Evaluation of laboratory monitoring alerts within a computerized physician order entry system for medication orders

Am J Manag Care. 2006 Jul;12(7):389-95.

Abstract

Background: Errors involving medication use are common. Computerized physician order entry (CPOE) can improve prescribing practices. Few studies have examined the effect of CPOE in combination with decision support tools on prescribing practices in the outpatient setting. Less is known about prescribers' adherence to laboratory monitoring recommendations.

Objective: To evaluate if reminders presented during CPOE for medications would increase physicians' compliance with guidelines for laboratory monitoring at initiation of therapy.

Study design: Randomized prospective intervention study.
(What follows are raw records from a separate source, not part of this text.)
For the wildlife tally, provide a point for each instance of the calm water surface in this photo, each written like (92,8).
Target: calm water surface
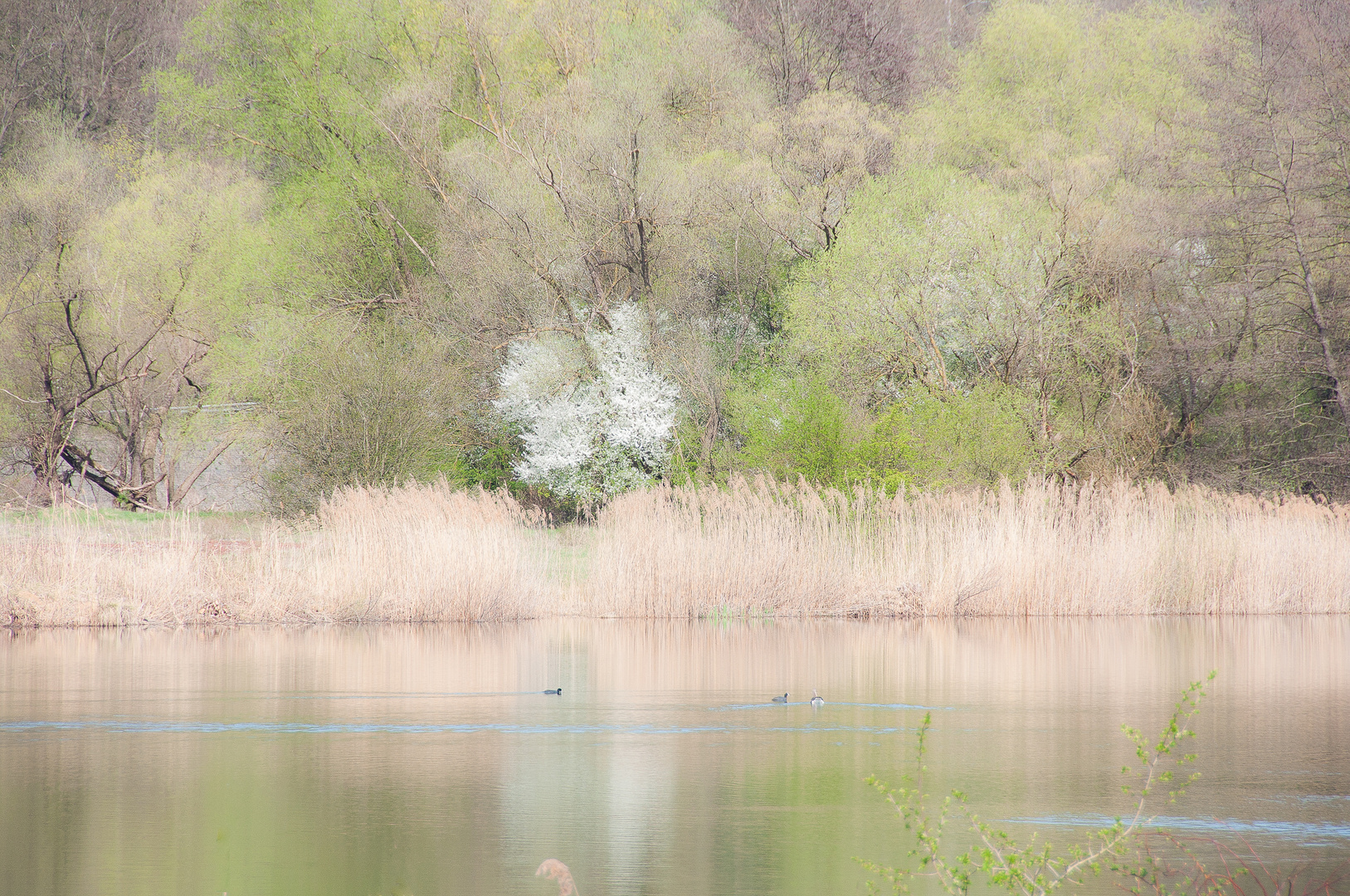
(426,758)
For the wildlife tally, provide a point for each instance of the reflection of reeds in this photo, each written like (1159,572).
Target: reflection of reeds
(428,553)
(553,869)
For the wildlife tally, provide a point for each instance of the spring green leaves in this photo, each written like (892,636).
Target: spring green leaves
(1035,869)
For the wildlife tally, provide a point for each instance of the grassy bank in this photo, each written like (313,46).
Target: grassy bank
(431,553)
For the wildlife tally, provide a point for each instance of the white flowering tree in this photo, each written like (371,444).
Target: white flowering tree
(596,417)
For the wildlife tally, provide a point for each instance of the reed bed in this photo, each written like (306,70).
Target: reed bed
(756,547)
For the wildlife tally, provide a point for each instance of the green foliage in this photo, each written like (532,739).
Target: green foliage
(1038,869)
(952,439)
(798,428)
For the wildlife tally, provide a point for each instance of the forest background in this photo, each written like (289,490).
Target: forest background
(258,250)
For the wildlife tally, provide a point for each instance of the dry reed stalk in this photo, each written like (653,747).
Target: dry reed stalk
(1115,548)
(434,553)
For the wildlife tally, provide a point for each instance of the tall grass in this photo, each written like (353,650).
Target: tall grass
(432,553)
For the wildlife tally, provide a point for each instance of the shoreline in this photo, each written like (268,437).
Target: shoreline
(430,553)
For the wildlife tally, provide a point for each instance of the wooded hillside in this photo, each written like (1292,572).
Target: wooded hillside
(577,246)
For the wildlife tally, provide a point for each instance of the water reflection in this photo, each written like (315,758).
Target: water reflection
(428,760)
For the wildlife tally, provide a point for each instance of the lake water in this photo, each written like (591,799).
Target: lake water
(426,758)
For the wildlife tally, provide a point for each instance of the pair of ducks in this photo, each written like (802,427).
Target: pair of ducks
(816,699)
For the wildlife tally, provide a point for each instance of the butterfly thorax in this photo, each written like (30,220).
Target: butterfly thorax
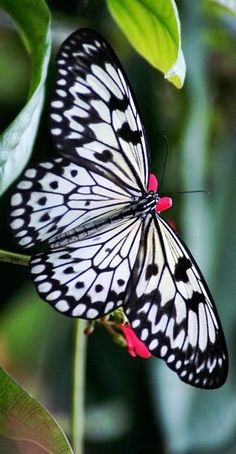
(136,208)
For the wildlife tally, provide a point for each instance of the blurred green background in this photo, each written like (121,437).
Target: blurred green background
(132,405)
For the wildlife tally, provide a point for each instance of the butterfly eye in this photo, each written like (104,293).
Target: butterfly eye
(104,244)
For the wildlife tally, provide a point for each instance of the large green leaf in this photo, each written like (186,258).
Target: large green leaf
(24,418)
(228,5)
(153,28)
(32,19)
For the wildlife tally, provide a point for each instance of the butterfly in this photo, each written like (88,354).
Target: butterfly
(103,242)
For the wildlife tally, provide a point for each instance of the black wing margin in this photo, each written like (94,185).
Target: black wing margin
(171,309)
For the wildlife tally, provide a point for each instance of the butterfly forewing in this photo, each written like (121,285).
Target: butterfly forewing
(172,311)
(93,116)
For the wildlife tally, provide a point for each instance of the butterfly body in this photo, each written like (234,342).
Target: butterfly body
(106,244)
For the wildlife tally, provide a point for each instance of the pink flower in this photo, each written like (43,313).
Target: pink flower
(164,203)
(135,347)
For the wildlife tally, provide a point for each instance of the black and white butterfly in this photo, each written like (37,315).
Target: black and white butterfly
(104,243)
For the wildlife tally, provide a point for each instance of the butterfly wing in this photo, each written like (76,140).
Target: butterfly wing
(89,277)
(94,116)
(171,310)
(58,196)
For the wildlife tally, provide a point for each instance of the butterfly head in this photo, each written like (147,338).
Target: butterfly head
(162,203)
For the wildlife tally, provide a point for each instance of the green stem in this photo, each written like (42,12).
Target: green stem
(12,257)
(78,403)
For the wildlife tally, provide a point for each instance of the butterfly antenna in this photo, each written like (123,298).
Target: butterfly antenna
(167,150)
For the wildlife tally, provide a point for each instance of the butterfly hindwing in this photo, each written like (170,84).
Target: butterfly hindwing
(172,311)
(89,277)
(93,115)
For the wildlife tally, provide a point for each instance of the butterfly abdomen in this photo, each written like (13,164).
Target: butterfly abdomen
(136,208)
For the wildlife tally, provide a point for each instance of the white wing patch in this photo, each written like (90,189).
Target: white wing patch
(97,114)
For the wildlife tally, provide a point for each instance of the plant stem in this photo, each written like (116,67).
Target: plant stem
(12,257)
(78,397)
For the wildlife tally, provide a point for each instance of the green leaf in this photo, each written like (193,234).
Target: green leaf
(24,418)
(153,28)
(32,19)
(228,5)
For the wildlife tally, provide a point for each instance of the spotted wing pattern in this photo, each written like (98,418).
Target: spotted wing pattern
(88,278)
(58,196)
(93,115)
(170,308)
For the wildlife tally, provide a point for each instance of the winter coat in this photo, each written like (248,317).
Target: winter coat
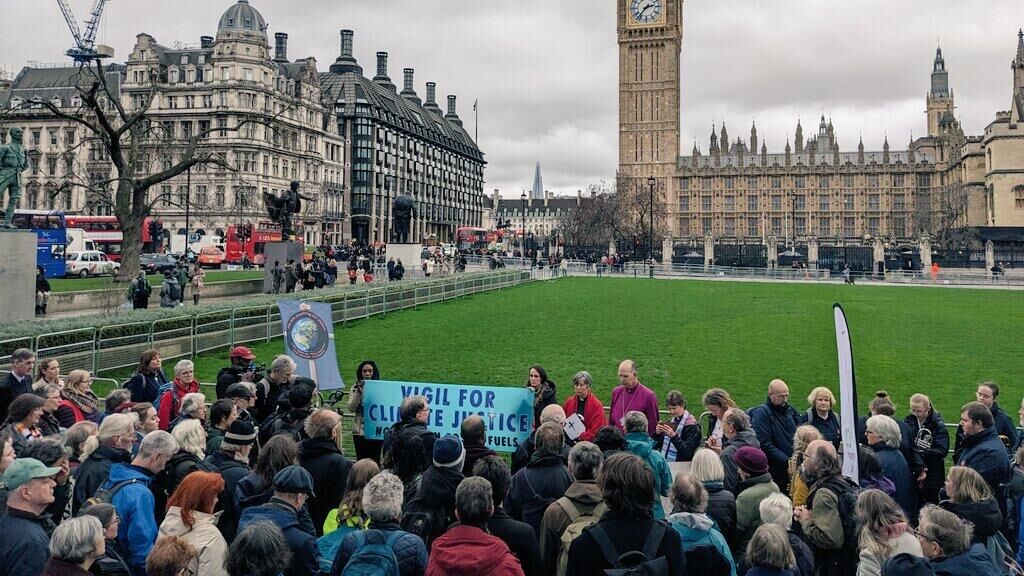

Methods: Two hundred seven primary care physicians in a group-model managed care organization were randomized to receive or not receive drug laboratory monitoring alerts within the CPOE system. Adherence to laboratory monitoring recommendations for patients prescribed selected medications was compared between physician groups.

Results: There was no significant difference between the control and intervention group physicians in the overall rate of compliance with ordering the recommended laboratory monitoring for patients prescribed study medications. Laboratory monitoring was performed as recommended 56.6% of the time in the intervention group compared with 57.1% of the time in the control group (P = .31). In cases in which a statistically significant difference was demonstrated, improved compliance favored the intervention group (eg, 71.2% vs 62.3% [P = .003] for gemfibrozil and 75.7% vs 73.9% [P = .05] for statins).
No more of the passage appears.